Past two weeks: Transactions (atomicity + isolation) on a single machine.
Today: Distributed transactions.
The Setup + The Problem
Client + coordinator + two servers: One with accounts A–M, the other with accounts N–Z.
Coordinator + servers all have logs.
Coordinator passes messages from the client to the appropriate servers (see slides); responses from servers/coordinator indicate whether the action completed successfully, or whether we need to abort.
New problems to deal with, besides server failure: Network loss/reordering, coordinator failure.
The main problem, though: Multiple servers can experience different events.
One commits while the other crashes, one commits while the other aborts, etc.
Dealing with the Network
Message loss re-ordering is easy: Reliable transport.
If messages are lost, they're retransmitted.
If duplicates are received, they're ignored.
If messages arrive out of order, they can be put back in order.
This is the exactly-once semantics we discussed in the very first day of class, with RPCs!
Basic Two-phase Commit (2PC)
Two-phase commit is the protocol that will help us here.
Basic protocol:
Coordinator sends tasks to servers (workers).
Once all tasks are done, coordinator sends prepare messages to workers. Prepared = tentatively committed. "Prepared" means that the workers will definitely commit even if they crash.
Once all workers are confirmed to be prepared, coordinator will tell them to commit, and tell client that the transaction has committed.
Two phases: Prepare phase, commit phase.
Worker/Network Failures Prior to the Commit Point
Basic idea: It’s okay to abort.
Lost prepare message: Coordinator times out and resends.
If prepare message experience persistent loss, coordinator will consider this worker to have failed.
If prepare messages make it to some workers but not others, coordinator continues resending to "missing" workers until either everyone is prepared, or it has deemed some workers to have failed.
Lost ACK for prepare: Coordinator times out and resends.

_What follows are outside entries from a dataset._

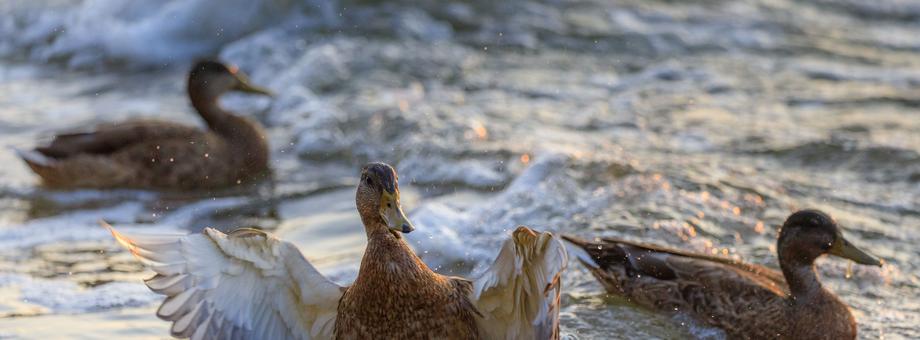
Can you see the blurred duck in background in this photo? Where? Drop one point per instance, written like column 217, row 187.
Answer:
column 155, row 154
column 251, row 285
column 747, row 301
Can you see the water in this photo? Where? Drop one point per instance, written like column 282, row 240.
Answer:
column 699, row 125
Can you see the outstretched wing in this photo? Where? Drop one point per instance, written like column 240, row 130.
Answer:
column 518, row 296
column 245, row 285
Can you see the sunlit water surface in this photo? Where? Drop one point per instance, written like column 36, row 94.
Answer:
column 696, row 124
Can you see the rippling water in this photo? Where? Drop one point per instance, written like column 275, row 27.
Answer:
column 697, row 124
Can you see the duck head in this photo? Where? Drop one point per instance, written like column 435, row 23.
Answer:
column 209, row 79
column 378, row 199
column 809, row 234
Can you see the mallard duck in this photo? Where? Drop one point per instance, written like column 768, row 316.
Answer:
column 747, row 301
column 250, row 285
column 160, row 154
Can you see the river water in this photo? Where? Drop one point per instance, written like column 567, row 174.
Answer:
column 695, row 124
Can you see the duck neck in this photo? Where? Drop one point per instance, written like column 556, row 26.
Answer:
column 389, row 259
column 209, row 109
column 802, row 279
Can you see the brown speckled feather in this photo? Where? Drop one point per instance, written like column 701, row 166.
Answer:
column 162, row 155
column 176, row 157
column 396, row 296
column 747, row 301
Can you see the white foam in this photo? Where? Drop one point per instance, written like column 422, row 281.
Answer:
column 148, row 33
column 80, row 225
column 65, row 296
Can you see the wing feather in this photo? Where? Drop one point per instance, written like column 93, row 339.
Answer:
column 246, row 285
column 518, row 296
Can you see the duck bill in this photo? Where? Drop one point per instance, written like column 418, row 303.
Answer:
column 847, row 250
column 392, row 213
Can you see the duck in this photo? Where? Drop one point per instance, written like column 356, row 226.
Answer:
column 248, row 284
column 747, row 301
column 164, row 155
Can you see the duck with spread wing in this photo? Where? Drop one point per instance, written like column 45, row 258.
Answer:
column 250, row 285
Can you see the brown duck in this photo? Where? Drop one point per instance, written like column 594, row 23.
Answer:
column 747, row 301
column 160, row 154
column 250, row 285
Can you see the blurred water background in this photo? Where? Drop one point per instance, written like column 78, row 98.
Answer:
column 697, row 124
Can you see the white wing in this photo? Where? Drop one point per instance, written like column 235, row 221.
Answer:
column 518, row 296
column 246, row 285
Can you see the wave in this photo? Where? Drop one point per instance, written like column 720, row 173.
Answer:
column 87, row 33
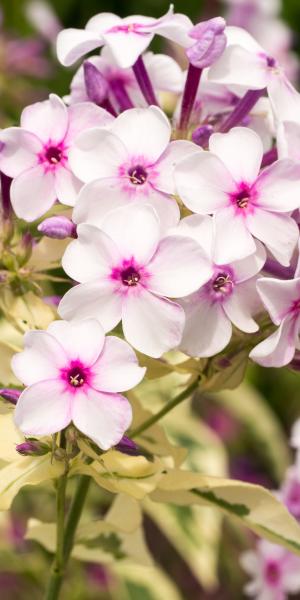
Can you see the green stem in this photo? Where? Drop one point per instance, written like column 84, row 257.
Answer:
column 58, row 567
column 75, row 514
column 167, row 408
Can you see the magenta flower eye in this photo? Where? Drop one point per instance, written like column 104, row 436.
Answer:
column 53, row 155
column 130, row 277
column 137, row 175
column 222, row 283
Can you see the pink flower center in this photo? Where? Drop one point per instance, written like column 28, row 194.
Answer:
column 272, row 572
column 137, row 175
column 130, row 276
column 76, row 374
column 222, row 284
column 242, row 198
column 54, row 155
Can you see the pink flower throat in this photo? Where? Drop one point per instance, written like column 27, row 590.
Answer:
column 76, row 375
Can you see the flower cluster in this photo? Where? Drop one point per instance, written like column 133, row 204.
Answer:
column 274, row 571
column 185, row 227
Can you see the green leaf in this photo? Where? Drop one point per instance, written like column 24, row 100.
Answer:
column 252, row 505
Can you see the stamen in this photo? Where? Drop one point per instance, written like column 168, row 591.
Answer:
column 130, row 277
column 137, row 175
column 53, row 155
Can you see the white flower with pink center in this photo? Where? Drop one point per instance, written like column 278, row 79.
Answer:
column 274, row 572
column 133, row 161
column 74, row 374
column 128, row 272
column 245, row 202
column 228, row 296
column 282, row 301
column 164, row 73
column 36, row 154
column 126, row 38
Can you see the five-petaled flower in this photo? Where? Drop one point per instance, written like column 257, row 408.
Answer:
column 74, row 374
column 128, row 271
column 36, row 154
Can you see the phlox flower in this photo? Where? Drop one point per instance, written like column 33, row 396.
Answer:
column 282, row 301
column 164, row 73
column 275, row 572
column 74, row 374
column 228, row 296
column 134, row 159
column 36, row 154
column 127, row 272
column 246, row 203
column 126, row 38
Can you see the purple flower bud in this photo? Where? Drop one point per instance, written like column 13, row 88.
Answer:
column 32, row 448
column 210, row 44
column 58, row 228
column 95, row 83
column 202, row 134
column 10, row 395
column 127, row 446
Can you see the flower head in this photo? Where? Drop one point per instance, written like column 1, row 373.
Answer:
column 126, row 38
column 74, row 374
column 228, row 296
column 246, row 203
column 132, row 161
column 36, row 154
column 274, row 572
column 128, row 271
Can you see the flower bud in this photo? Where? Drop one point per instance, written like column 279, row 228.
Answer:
column 10, row 395
column 201, row 135
column 95, row 84
column 58, row 228
column 127, row 446
column 32, row 448
column 210, row 44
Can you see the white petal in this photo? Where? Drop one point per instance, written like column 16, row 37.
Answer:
column 72, row 44
column 82, row 340
column 175, row 152
column 232, row 238
column 278, row 296
column 33, row 193
column 152, row 325
column 241, row 304
column 95, row 200
column 98, row 300
column 207, row 330
column 279, row 348
column 117, row 368
column 97, row 153
column 43, row 408
column 241, row 151
column 20, row 151
column 67, row 186
column 201, row 229
column 127, row 47
column 164, row 72
column 48, row 120
column 42, row 358
column 279, row 233
column 86, row 115
column 249, row 266
column 278, row 186
column 178, row 267
column 92, row 256
column 135, row 231
column 144, row 131
column 102, row 417
column 203, row 182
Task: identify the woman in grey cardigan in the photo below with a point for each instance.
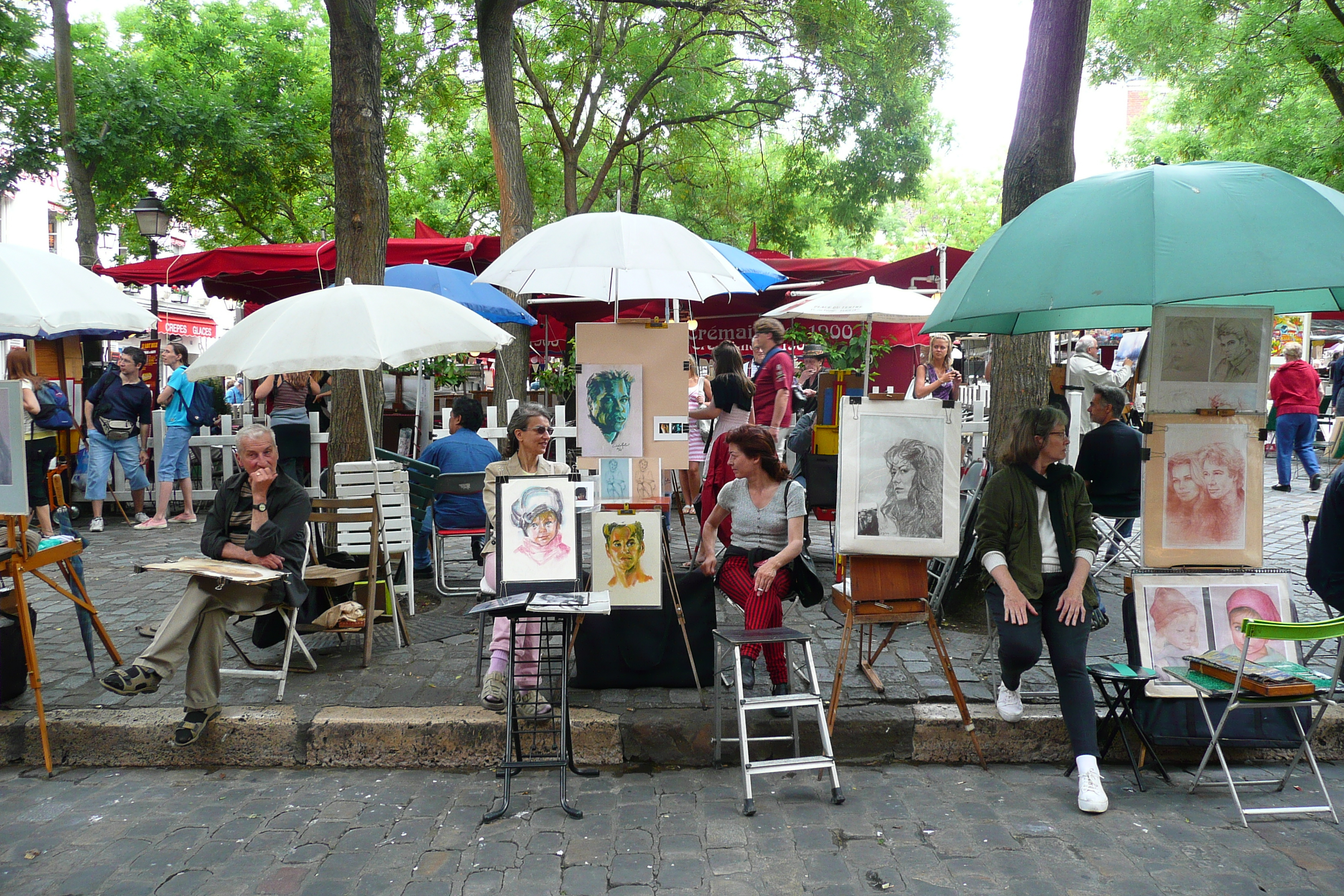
(1037, 546)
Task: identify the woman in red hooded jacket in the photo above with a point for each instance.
(1296, 390)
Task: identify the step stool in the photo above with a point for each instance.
(734, 639)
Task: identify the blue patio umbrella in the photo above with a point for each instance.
(458, 285)
(754, 270)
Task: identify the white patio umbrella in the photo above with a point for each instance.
(612, 257)
(349, 328)
(871, 301)
(45, 296)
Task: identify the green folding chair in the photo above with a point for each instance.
(1238, 699)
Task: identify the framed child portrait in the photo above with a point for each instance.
(900, 472)
(628, 557)
(1182, 616)
(538, 535)
(1203, 495)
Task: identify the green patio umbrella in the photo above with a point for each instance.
(1104, 250)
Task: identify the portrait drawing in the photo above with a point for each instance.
(898, 479)
(612, 417)
(628, 558)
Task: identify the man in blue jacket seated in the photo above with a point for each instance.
(460, 452)
(259, 518)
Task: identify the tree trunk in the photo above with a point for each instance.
(81, 179)
(495, 39)
(1041, 158)
(362, 226)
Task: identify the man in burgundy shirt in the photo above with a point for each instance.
(773, 401)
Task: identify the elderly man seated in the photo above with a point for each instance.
(259, 518)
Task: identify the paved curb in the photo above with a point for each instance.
(468, 738)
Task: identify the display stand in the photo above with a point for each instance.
(15, 562)
(890, 590)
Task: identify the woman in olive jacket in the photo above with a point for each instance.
(1037, 546)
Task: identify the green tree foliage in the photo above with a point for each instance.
(1250, 80)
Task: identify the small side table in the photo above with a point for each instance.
(1120, 707)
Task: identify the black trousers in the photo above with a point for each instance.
(1019, 649)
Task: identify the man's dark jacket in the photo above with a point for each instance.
(285, 532)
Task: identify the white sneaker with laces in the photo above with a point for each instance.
(1008, 704)
(1092, 796)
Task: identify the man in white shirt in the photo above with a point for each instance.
(1087, 371)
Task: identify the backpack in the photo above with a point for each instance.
(53, 409)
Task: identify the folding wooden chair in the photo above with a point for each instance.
(292, 637)
(1241, 699)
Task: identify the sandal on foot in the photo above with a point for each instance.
(190, 730)
(132, 680)
(494, 691)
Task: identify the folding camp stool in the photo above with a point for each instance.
(729, 643)
(1323, 699)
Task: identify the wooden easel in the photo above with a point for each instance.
(13, 566)
(890, 591)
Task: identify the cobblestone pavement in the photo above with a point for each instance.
(441, 672)
(905, 829)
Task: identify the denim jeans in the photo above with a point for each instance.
(101, 451)
(1295, 433)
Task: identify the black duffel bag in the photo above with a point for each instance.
(637, 648)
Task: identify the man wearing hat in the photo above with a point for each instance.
(805, 384)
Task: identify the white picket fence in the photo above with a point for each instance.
(202, 484)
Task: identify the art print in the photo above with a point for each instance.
(615, 479)
(627, 558)
(1205, 356)
(900, 467)
(538, 534)
(611, 410)
(14, 483)
(1202, 492)
(1182, 616)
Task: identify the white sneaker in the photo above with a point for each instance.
(1010, 704)
(1092, 796)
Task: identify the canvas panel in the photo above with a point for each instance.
(14, 483)
(1207, 356)
(627, 557)
(538, 531)
(611, 410)
(1203, 500)
(900, 475)
(1181, 616)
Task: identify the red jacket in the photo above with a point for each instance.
(1296, 389)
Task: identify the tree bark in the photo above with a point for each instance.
(495, 41)
(362, 219)
(1041, 158)
(79, 174)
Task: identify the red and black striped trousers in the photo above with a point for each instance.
(763, 610)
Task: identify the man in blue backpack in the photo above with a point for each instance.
(175, 464)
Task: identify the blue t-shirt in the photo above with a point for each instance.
(183, 389)
(463, 452)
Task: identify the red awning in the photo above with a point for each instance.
(265, 273)
(186, 326)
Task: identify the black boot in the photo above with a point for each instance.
(780, 713)
(748, 674)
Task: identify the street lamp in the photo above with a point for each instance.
(153, 222)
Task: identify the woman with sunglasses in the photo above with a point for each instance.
(529, 436)
(1037, 546)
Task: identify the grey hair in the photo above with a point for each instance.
(1115, 397)
(255, 433)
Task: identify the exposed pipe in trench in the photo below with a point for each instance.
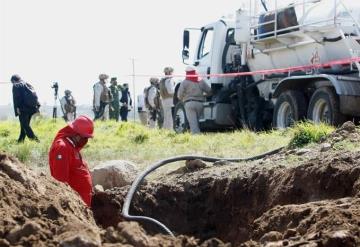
(141, 176)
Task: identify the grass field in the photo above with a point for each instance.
(131, 141)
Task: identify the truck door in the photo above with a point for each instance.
(204, 53)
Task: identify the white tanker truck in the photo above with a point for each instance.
(306, 32)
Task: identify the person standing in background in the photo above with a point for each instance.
(68, 106)
(167, 88)
(126, 102)
(152, 101)
(192, 93)
(115, 104)
(26, 104)
(142, 109)
(102, 98)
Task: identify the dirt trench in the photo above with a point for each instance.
(316, 202)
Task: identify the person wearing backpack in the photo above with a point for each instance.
(114, 109)
(167, 88)
(125, 102)
(26, 104)
(102, 98)
(68, 106)
(152, 101)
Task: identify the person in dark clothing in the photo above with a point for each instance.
(25, 105)
(125, 102)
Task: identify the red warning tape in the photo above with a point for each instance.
(345, 61)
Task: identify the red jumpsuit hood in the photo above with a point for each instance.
(67, 131)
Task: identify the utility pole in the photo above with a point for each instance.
(134, 96)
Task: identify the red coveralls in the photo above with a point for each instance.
(67, 165)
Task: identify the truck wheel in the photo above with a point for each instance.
(289, 108)
(325, 107)
(181, 123)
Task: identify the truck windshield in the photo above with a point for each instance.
(206, 43)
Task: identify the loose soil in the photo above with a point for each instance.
(314, 201)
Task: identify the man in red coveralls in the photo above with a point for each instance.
(66, 163)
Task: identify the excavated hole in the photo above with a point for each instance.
(224, 207)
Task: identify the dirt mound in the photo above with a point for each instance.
(314, 202)
(36, 210)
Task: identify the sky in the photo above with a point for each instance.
(73, 41)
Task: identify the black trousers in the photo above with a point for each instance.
(25, 129)
(123, 113)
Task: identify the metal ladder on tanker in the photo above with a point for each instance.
(257, 39)
(353, 54)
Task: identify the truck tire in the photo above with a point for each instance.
(324, 107)
(181, 123)
(290, 107)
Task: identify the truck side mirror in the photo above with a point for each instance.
(230, 36)
(185, 55)
(186, 39)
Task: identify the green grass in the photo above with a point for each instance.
(143, 146)
(305, 133)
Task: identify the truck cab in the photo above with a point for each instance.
(290, 56)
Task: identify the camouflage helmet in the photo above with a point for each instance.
(103, 76)
(154, 80)
(15, 78)
(168, 70)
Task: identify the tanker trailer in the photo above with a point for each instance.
(288, 58)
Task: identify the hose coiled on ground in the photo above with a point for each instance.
(141, 176)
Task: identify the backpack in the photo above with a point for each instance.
(30, 97)
(156, 99)
(70, 105)
(146, 97)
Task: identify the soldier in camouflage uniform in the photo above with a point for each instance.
(115, 104)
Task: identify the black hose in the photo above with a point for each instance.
(140, 177)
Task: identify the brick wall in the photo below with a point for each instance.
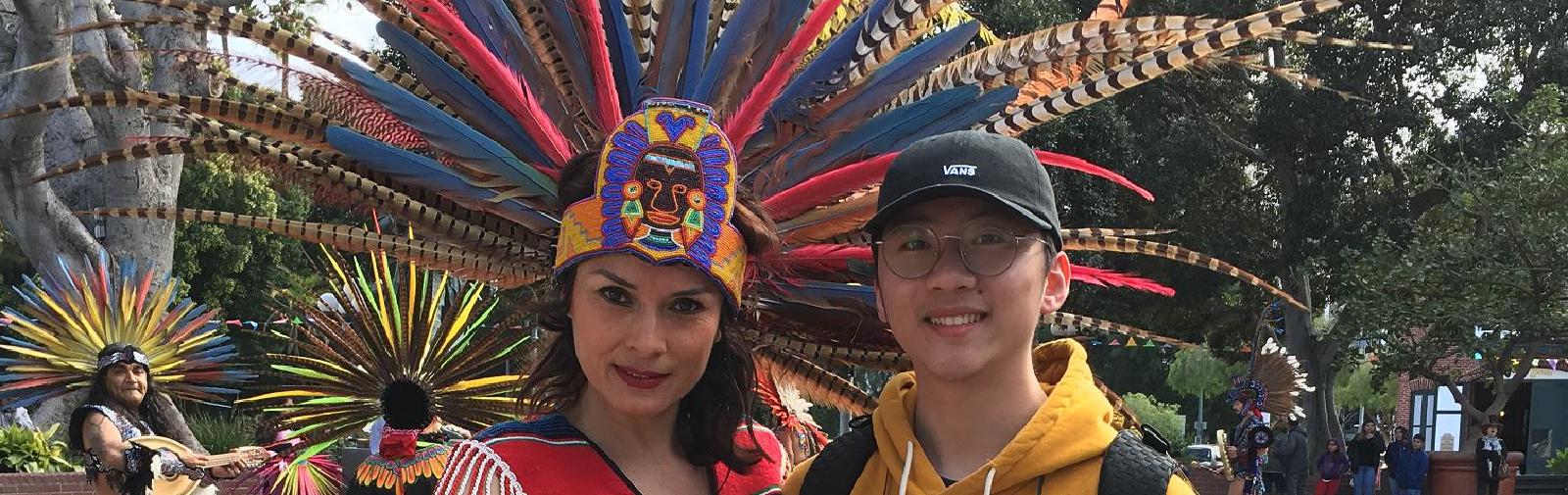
(1457, 366)
(74, 484)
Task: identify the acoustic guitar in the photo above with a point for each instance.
(180, 484)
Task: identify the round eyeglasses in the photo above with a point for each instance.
(911, 251)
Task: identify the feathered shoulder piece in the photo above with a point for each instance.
(65, 320)
(1274, 384)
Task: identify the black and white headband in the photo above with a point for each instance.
(124, 358)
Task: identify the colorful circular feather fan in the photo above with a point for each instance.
(67, 320)
(391, 322)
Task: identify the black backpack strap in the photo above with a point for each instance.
(1131, 468)
(841, 463)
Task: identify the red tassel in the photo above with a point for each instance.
(399, 444)
(749, 117)
(1074, 164)
(827, 186)
(822, 257)
(1109, 277)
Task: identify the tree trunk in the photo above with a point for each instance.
(39, 214)
(1317, 361)
(1300, 337)
(41, 223)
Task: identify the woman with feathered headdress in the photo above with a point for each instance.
(647, 382)
(130, 346)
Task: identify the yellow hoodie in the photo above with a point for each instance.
(1057, 452)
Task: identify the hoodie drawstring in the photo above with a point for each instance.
(908, 456)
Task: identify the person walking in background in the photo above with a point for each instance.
(1296, 463)
(1366, 452)
(1396, 450)
(1489, 461)
(1332, 468)
(1413, 464)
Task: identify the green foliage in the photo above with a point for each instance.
(1484, 272)
(221, 429)
(1356, 387)
(1199, 373)
(1159, 416)
(240, 269)
(31, 452)
(1559, 463)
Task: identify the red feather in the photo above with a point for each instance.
(768, 393)
(822, 257)
(1074, 164)
(504, 86)
(827, 186)
(749, 117)
(1109, 277)
(608, 109)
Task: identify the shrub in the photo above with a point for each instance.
(25, 450)
(1559, 463)
(221, 431)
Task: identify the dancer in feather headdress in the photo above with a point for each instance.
(405, 345)
(466, 138)
(1274, 384)
(125, 346)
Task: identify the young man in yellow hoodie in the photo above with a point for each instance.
(968, 261)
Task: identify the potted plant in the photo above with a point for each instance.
(25, 450)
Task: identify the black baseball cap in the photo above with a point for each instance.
(969, 164)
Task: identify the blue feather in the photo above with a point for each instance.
(623, 57)
(963, 118)
(455, 138)
(741, 34)
(898, 74)
(697, 49)
(569, 42)
(460, 94)
(493, 24)
(433, 175)
(811, 81)
(861, 293)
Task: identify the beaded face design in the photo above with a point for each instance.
(665, 190)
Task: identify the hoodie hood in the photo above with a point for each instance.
(1071, 428)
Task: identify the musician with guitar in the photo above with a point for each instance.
(117, 432)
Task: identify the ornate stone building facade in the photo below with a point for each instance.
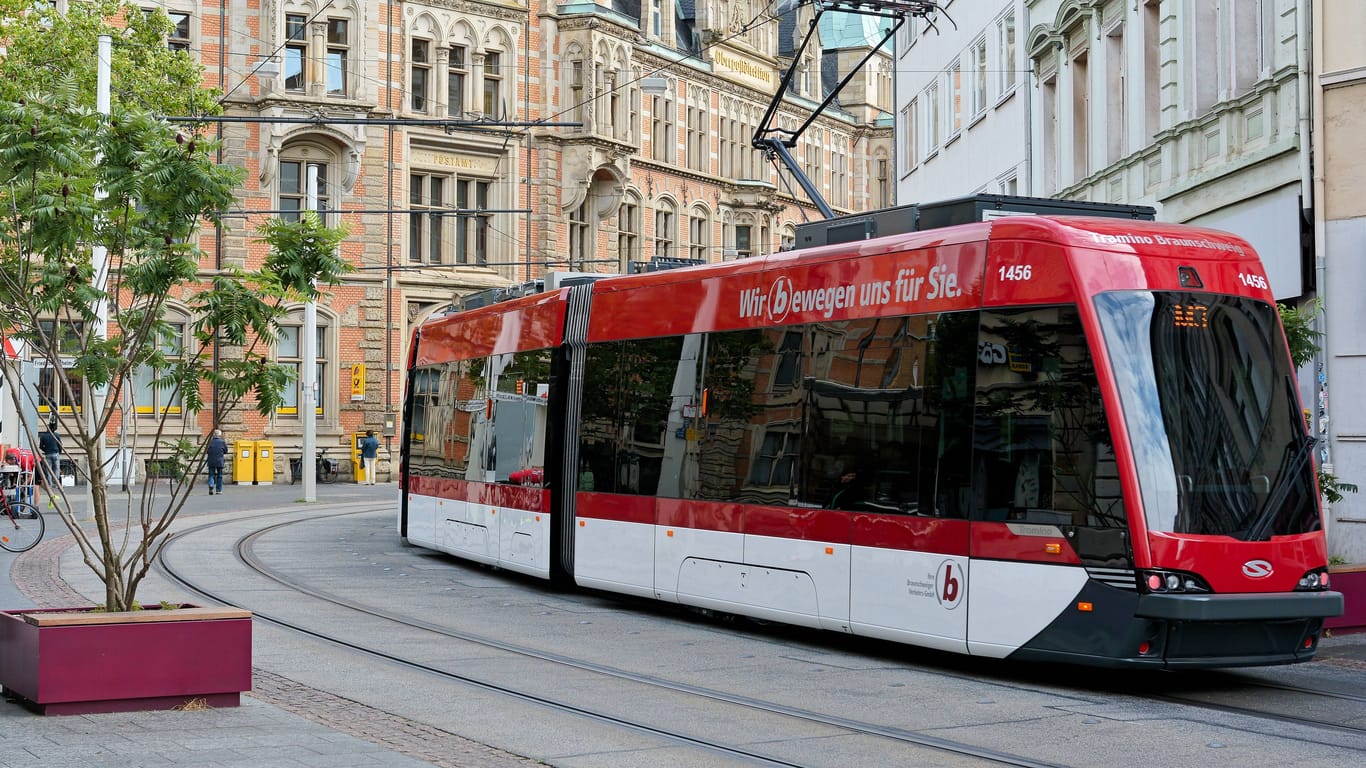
(476, 144)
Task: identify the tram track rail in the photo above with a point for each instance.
(245, 554)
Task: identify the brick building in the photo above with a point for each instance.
(482, 144)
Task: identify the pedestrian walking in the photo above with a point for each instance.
(49, 444)
(215, 453)
(369, 453)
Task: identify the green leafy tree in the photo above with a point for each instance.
(1302, 339)
(70, 179)
(45, 47)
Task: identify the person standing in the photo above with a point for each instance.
(49, 444)
(215, 453)
(369, 453)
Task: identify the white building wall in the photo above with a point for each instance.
(1209, 131)
(988, 152)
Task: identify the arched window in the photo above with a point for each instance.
(629, 231)
(700, 234)
(150, 399)
(293, 189)
(317, 49)
(288, 351)
(665, 228)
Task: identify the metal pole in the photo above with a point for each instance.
(100, 280)
(309, 373)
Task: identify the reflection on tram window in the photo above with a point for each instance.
(746, 433)
(630, 391)
(887, 407)
(1042, 443)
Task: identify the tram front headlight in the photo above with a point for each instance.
(1172, 582)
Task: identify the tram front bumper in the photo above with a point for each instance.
(1241, 607)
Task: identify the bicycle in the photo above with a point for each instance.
(21, 522)
(325, 469)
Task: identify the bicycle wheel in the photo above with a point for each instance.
(21, 526)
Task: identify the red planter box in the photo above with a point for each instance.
(1351, 582)
(63, 662)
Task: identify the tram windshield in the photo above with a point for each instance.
(1213, 418)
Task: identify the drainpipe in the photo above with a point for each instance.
(1312, 185)
(1027, 74)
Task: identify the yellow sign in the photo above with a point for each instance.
(358, 381)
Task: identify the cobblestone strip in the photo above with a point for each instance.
(407, 737)
(37, 573)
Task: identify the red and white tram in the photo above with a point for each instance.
(1036, 437)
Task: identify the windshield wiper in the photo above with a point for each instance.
(1286, 481)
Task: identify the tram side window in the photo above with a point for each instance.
(1042, 443)
(422, 387)
(885, 413)
(629, 394)
(518, 416)
(463, 407)
(746, 443)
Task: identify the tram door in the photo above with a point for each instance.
(1042, 470)
(895, 409)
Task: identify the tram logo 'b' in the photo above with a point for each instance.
(780, 297)
(950, 584)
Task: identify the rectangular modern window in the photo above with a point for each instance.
(421, 74)
(977, 59)
(930, 135)
(149, 396)
(1006, 53)
(288, 351)
(700, 241)
(578, 100)
(579, 230)
(339, 48)
(955, 99)
(743, 241)
(179, 37)
(663, 234)
(661, 129)
(471, 223)
(456, 74)
(697, 133)
(627, 234)
(295, 52)
(493, 85)
(426, 198)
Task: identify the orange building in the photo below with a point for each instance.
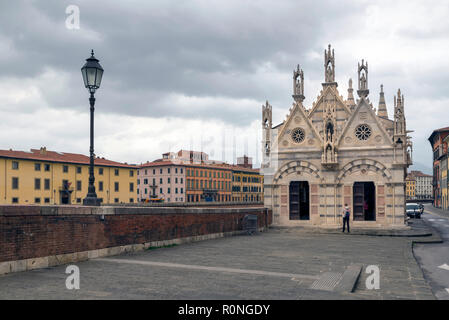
(208, 183)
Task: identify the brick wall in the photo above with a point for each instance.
(38, 231)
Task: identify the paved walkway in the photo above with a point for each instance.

Reliable transport means that workers won't repeat the action; they'll just ACK the duplicate.
Worker failure before prepare: Coordinator sends abort messages to all workers and the client, and writes an ABORT record on its log.
Upon recovery, the worker will find that this transaction has aborted; see worker failure recovery in next part.
Worker/Network Failures After the Commit Point
Basic idea: It’s *not* okay to abort.
Lost commit message: Coordinator times out and resends. Worker will also send a request for the status of this particular transaction.
For this specific failure, that request is not needed, but just wait.
Lost ACK for commit message: Coordinator times out and resends.
Worker failure before receiving commit: Can't abort now!
After receive prepare messages, workers write PREPARE records into their log.
On recovery, they scan the log to determine what transactions are prepared but not yet committed or aborted.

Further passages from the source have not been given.